-
لم یلد لم یولدست او از قدم ** نه پدر دارد نه فرزند و نه عم
- O, ezelde “Doğmadı da, doğurmaz da” hakikatine mahzardır. Allah’ın ne babası var, ne oğlu, ne amcası!
-
ناز فرزندان کجا خواهد کشید ** ناز بابایان کجا خواهد شنید 1320
- Oğulların nazını nerden çekecek, babaların niyazını nerden duyacak?
-
نیستم مولود پیراکم بناز ** نیستم والد جوانا کم گراز
- “Ey ihtiyar, ben doğmadım, bana az nazlan… Ey genç, ben baba değilim, öyle pek salınma!
-
نیستم شوهر نیم من شهوتی ** ناز را بگذار اینجا ای ستی
- Ben koca değilim, şehvetim de yok… Hanım nazı bırak.
-
جز خضوع و بندگی و اضطرار ** اندرین حضرت ندارد اعتبار
- Bu hususta kulluktan, ihtiyaçtan, zaruretten başka hiçbir şeyin itibarı yok” demekte,
-
گفت بابا سالها این گفتهای ** باز میگویی بجهل آشفتهای
- Dedi ama Kenan: “Baba, yıllardır bu sözleri söylemektesin, yine de söylüyorum… Cahil misin ne?
-
چند ازینها گفتهای با هرکسی ** تا جواب سرد بشنودی بسی 1325
- Bu sözleri herkese ne kadar söyledin de nice soğuk cevaplar aldın, kötü sözler duydun.
-
این دم سرد تو در گوشم نرفت ** خاصه اکنون که شدم دانا و زفت
- Bu soğuk sözlerin kulağıma bile girmedi, şimdi mi girecek?

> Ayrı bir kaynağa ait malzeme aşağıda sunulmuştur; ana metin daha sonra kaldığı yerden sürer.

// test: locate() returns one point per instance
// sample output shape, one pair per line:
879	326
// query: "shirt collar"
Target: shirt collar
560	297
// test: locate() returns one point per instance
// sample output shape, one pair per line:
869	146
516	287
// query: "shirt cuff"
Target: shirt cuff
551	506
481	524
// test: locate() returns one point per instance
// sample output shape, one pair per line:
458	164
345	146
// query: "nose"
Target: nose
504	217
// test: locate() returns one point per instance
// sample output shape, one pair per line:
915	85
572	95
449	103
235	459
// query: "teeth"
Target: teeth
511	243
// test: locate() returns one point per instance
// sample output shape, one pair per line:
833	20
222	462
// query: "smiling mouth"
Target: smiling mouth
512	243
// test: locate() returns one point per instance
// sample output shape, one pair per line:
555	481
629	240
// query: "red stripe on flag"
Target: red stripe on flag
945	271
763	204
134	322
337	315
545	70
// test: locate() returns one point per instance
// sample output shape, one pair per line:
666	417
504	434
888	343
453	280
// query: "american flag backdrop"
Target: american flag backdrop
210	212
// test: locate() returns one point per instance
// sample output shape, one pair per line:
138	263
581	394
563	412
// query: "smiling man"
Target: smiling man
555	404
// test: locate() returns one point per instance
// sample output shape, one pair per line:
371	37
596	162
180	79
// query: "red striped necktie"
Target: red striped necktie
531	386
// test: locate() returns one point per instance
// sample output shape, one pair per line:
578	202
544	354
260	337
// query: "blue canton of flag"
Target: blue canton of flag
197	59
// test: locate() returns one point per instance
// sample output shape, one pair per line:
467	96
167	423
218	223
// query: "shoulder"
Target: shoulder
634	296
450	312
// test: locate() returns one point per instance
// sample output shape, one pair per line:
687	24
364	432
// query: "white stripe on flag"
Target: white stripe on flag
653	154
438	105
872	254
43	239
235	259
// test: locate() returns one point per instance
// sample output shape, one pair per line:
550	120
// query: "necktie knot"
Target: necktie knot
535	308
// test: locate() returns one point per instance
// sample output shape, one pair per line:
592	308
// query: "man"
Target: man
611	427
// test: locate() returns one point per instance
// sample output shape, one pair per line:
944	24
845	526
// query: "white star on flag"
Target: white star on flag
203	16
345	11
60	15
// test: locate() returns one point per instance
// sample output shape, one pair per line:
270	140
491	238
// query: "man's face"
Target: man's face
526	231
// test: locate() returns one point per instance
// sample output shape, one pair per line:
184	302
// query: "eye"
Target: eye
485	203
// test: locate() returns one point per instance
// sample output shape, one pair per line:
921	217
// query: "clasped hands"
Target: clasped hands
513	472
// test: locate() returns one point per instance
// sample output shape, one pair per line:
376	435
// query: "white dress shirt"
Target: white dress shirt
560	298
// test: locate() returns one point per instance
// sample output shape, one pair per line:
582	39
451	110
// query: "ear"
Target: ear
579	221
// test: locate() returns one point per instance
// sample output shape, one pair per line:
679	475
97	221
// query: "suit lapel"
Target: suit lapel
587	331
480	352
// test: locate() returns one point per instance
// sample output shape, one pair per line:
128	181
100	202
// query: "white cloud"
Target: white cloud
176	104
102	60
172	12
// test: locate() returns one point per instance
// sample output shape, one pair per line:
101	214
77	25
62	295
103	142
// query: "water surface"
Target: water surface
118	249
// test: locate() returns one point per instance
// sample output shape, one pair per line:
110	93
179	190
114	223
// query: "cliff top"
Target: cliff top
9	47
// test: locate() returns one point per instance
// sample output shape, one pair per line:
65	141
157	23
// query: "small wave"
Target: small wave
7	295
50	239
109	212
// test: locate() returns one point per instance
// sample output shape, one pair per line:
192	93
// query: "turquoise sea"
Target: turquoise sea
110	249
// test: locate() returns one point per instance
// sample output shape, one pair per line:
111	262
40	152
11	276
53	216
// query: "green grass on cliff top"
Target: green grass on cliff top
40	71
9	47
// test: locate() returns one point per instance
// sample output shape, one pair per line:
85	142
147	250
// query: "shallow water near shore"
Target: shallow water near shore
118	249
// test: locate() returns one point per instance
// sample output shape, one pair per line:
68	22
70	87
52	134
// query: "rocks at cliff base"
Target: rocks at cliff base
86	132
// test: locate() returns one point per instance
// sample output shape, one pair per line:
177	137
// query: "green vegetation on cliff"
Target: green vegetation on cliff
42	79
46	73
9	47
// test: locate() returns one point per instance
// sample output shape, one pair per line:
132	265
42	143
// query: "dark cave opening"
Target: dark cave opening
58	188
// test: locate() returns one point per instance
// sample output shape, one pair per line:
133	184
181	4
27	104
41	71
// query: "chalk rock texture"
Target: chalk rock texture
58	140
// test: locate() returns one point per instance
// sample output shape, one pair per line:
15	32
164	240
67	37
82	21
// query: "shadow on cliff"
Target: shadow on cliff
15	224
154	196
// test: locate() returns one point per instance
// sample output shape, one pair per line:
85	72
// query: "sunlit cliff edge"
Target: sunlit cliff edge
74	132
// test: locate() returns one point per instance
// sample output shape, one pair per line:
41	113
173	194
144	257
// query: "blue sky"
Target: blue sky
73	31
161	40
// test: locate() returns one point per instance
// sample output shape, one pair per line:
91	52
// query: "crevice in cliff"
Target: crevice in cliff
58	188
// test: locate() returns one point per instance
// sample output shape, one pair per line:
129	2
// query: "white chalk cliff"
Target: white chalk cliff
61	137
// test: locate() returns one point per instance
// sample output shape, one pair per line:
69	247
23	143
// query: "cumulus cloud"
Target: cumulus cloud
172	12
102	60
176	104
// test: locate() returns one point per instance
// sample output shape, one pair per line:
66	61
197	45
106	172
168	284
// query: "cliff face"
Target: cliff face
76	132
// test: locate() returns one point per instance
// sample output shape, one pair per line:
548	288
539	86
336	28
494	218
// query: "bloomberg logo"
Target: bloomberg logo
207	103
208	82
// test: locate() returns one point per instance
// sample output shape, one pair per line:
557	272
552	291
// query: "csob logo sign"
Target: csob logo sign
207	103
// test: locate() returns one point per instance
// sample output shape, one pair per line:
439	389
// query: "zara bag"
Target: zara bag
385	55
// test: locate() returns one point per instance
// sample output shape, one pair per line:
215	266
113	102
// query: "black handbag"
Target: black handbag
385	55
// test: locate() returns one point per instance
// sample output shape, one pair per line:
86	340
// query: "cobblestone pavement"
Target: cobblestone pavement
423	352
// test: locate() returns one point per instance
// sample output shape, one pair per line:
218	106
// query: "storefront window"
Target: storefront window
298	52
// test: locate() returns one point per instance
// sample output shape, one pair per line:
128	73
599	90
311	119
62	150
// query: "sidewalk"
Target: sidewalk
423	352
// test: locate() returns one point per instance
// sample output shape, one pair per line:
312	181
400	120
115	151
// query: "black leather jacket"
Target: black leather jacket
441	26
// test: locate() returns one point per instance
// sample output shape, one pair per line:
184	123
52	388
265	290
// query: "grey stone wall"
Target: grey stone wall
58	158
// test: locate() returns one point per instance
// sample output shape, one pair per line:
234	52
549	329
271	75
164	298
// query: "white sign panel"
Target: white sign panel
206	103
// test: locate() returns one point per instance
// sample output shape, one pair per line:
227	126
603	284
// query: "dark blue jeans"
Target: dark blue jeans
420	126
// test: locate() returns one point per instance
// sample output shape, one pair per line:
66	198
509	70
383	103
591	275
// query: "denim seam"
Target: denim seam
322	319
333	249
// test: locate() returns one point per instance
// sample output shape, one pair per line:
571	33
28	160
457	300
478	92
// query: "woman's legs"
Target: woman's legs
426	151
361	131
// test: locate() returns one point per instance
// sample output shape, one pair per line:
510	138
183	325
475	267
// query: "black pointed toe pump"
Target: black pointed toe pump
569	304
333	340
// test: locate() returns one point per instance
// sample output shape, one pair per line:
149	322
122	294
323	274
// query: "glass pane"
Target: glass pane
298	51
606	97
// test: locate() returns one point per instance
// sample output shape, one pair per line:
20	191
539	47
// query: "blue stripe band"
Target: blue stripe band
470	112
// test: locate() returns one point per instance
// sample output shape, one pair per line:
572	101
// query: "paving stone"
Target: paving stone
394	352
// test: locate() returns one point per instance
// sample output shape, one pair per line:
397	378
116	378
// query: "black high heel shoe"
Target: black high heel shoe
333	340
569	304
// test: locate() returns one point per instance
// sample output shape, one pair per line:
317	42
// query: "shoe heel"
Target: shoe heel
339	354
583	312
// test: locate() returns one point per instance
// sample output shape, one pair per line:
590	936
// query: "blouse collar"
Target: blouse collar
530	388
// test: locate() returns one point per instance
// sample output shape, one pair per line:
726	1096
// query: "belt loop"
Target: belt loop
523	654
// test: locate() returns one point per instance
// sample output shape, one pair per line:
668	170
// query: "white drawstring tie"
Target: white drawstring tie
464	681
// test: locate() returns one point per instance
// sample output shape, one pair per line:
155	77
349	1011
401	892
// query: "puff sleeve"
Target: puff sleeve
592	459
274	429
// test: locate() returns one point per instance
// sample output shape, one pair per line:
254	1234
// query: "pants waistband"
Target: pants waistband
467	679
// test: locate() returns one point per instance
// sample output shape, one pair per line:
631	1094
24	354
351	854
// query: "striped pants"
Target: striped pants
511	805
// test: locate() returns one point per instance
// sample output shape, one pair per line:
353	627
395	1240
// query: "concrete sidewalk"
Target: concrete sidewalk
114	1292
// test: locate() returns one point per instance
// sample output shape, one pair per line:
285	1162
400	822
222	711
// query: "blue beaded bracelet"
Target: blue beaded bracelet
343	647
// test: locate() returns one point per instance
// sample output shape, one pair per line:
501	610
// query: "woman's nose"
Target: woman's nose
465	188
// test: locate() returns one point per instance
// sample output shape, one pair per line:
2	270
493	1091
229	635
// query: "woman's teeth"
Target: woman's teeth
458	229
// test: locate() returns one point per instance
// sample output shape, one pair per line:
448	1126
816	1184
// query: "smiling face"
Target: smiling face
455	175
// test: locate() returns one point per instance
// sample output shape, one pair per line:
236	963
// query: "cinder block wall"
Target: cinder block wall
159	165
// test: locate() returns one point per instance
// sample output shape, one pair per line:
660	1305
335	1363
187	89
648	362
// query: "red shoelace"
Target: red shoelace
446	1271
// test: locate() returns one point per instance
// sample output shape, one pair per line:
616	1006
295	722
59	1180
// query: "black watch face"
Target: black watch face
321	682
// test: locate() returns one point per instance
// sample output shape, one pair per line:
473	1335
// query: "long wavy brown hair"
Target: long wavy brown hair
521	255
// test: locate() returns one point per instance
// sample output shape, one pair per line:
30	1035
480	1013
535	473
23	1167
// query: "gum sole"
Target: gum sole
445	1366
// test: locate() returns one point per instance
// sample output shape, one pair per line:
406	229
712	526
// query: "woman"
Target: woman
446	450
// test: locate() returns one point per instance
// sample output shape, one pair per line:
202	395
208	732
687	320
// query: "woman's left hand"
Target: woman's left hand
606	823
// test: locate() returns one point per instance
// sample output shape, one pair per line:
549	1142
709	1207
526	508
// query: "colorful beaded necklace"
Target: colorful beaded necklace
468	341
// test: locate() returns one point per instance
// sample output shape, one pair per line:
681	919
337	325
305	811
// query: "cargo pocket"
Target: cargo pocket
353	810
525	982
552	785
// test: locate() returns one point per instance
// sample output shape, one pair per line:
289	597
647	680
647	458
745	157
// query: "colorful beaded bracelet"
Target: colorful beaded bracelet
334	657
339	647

Artık ben bilgi sahibiyim, büyüdüm” diye cevap verdi.
-
گفت بابا چه زیان دارد اگر ** بشنوی یکبار تو پند پدر
- Nuh, “A yavrum, bir kerecik olsun babanın öğüdünü tutsan ne olur?” dedi.
-
همچنین میگفت او پند لطیف ** همچنان میگفت او دفع عنیف
- O, böyle güzel güzel nasihatler ediyor, Kenan’da bu çeşit ağır sözlerle karşılık veriyordu.